Hiro has constructed several robots, his first and most advanced creation being Baymax, a water-powered synthformer whose artificial intelligence is based on the thoughts and memories of his deceased father. Other notable inventions include: the Bio-Atomic Parcel Detector (B-APD), a device capable of pinpointing the location of human-sized nuclear reactors; a jet-pack-propelled flight suit that grants limited firepower capabilities; a holographic virtual reality projector that can produce a comprehensive recreation of previous events by amassing information from various data streams; and eyeglasses with a cybernetic video display that can connect to an assortment of computer networks. Many of Hiro's inventions are connected to the Core Cyber Network (CCN), a computer network that enables them to communicate with one another.

== Reception ==
- In 2020, CBR.com ranked Hiro Takachiho 3rd in their "Marvel Comics: Ranking Every Member Of Big Hero 6 From Weakest To Most Powerful" list.

==Disney version==

===Film===
In the film adaptation, Hiro, with his last name changed to Hamada and his ethnicity changed to being half White, half East Asian, appears in the 2014 Disney animated feature Big Hero 6, voiced by Ryan Potter. Speaking of the character, co-director Don Hall said "Hiro is transitioning from boy to man, it's a tough time for a kid and some teenagers develop that inevitable snarkiness and jaded attitude. Luckily Ryan is a very likeable kid. So no matter what he did, he was able to take edge off the character in a way that made him authentic, but appealing."
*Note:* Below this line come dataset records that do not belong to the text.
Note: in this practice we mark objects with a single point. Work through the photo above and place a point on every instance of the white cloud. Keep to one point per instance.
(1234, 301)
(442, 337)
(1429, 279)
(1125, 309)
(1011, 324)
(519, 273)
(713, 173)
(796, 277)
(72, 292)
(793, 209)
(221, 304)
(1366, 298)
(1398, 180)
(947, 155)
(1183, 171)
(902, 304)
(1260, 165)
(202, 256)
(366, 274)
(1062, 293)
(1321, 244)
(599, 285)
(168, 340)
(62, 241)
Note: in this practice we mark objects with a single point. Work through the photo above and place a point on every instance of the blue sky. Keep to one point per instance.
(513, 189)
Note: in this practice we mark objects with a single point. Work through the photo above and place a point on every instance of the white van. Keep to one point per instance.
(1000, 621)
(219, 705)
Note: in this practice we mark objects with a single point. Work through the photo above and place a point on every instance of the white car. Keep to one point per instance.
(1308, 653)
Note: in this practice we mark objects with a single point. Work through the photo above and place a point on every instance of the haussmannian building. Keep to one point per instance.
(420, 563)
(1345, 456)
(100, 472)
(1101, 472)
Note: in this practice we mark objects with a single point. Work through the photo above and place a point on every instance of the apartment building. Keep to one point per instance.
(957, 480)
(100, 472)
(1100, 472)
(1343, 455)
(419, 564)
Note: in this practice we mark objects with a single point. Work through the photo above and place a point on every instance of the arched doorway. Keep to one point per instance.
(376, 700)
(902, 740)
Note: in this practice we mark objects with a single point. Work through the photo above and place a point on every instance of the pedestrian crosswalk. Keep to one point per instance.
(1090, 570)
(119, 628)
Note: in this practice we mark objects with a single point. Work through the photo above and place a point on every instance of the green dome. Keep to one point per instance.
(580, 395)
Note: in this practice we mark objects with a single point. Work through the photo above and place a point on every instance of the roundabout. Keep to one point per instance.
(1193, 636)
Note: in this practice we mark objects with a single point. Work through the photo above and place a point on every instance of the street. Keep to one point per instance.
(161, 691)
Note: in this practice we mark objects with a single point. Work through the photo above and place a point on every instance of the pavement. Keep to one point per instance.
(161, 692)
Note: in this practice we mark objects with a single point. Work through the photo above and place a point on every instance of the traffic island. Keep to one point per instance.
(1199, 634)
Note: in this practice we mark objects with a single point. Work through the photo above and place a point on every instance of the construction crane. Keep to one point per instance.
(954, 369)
This version of Hiro is a 14-year-old robotics prodigy who participates in underground robot battles. His older brother Tadashi, a student at the San Fransokyo Institute of Technology, inspires him to redirect his efforts toward gaining acceptance to its research program. After Tadashi is killed in a fire and explosion on the campus, Hiro becomes withdrawn and depressed. He later forms the Big Hero 6 team with Tadashi's fellow researchers and Baymax, an inflatable healthcare robot built by Tadashi, to stop Yokai.

Hiro initially lacks a social life and appears to suffer from intellectual boredom. After Tadashi's urging and meeting with his friends, he becomes more open and accepting to those around him and tries to be friendly. He also decides to be a hero out of necessity as opposed to being unwillingly forced into the occupation. He also wears purple armor that, by itself, serves no function besides protection. When paired with Baymax, the suit magnetizes to his back and allows Hiro to control him while flying.

===Television===
Hiro Hamada appears in the spin-off series Big Hero 6: The Series and Baymax!, with Ryan Potter reprising the role.

===Video games===

- Hiro Hamada appears as a playable character in Disney Infinity 2.0 and Disney Infinity 3.0.
- Hiro Hamada appears as an unlockable playable character in Disney Magic Kingdoms.
- Hiro Hamada appears as a playable character in Disney Heroes: Battle Mode.
- Hiro Hamada appears in Kingdom Hearts III, voiced by Ryan Potter in the English version and Yutaro Honjo in Japanese.
- An alternate universe variant of Hiro Hamada appears as a playable character in Disney Mirrorverse.
- Hiro Hamada appears as a playable character in Disney Speedstorm.

===Other appearances===

- Hiro Hamada makes a non-speaking cameo appearance in Ralph Breaks the Internet.
- Hiro Hamada makes a non-speaking cameo appearance in Once Upon a Studio.